El monstruo ya no estaba, o al menos no del todo. Empezaba a volver a su forma natural, a pesar de que era todavía de noche y la Luna seguía en el cielo. Su piel se volvía rosada y el pelo gris azulado del monstruo se desprendía rápidamente.
- No me jodas.... – dijo Lucas, al reconocer al humano. No había duda de que era Luis Miguel Tenencio Arias, el pobre hombre que lo había contratado para que encontrara al lobo y lo matara. Ahora entendía aquella prisa por que matara al monstruo, aquellas heridas en las muñecas de su cliente, por qué no recordaba su “encuentro” con el monstruo y por qué estaba tan asustado y desesperado porque Lucas acabara con el hombre-lobo. Todo había sido una llamada de auxilio, nada más. Su cliente lo miró un instante y Lucas volvió a ver la mirada de resignación y gratitud que había visto en el lobo hacía unos segundos. Luis Miguel Tenencio Arias sonrió y murió.
Lucas lo miró un instante más, de cerca, arrodillado junto a él, bajo las extrañas luces amarilla y verde de su pistón trifásico fotovoltaico. Después se puso en pie, hecho un lío. Trató de tragar saliva, pero tenía la garganta seca y pegada. No estaba muy seguro de por qué estaba así, si era por alguna de las partes o por la suma de todas ellas. Sin hablar, casi sin pensar, se dio la vuelta y salió de la sala de exposiciones.
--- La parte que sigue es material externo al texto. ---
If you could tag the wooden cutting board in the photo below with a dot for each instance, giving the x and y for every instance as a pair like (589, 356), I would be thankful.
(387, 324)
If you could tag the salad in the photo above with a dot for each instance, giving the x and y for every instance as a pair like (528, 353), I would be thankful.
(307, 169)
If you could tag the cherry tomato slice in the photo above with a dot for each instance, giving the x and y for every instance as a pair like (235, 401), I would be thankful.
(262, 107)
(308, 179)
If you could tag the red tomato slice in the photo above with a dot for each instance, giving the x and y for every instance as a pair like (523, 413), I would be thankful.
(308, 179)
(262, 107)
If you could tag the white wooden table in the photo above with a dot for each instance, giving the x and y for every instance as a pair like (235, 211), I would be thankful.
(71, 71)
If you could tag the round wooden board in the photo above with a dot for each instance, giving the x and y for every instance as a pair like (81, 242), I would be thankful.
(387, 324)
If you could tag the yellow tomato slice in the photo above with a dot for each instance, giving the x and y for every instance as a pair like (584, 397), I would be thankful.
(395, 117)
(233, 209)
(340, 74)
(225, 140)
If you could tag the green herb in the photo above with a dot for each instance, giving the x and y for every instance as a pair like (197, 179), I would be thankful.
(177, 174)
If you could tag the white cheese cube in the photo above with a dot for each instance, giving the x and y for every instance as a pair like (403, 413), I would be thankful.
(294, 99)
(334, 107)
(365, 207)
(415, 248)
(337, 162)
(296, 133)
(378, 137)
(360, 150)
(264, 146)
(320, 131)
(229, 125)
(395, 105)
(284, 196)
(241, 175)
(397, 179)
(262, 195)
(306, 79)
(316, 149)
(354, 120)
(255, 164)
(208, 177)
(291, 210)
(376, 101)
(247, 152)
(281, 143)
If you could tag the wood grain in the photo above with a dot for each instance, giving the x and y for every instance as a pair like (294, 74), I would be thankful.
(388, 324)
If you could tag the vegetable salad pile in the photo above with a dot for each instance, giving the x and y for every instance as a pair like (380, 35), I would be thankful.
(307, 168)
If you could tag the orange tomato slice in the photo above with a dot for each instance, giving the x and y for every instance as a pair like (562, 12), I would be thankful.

Caminó por el Patio de las Escuelas Menores, aunque sólo fue capaz de dar unos pocos pasos. Después se derrumbó, cayendo sentado en la hierba del patio. Rompió a llorar, desconsolado, confundido y decepcionado.



[1] “Porque yo veré tus cielos, obra de tus dedos; Luna y estrellas que Tú fundaste”, salmo bíblico del Rey David.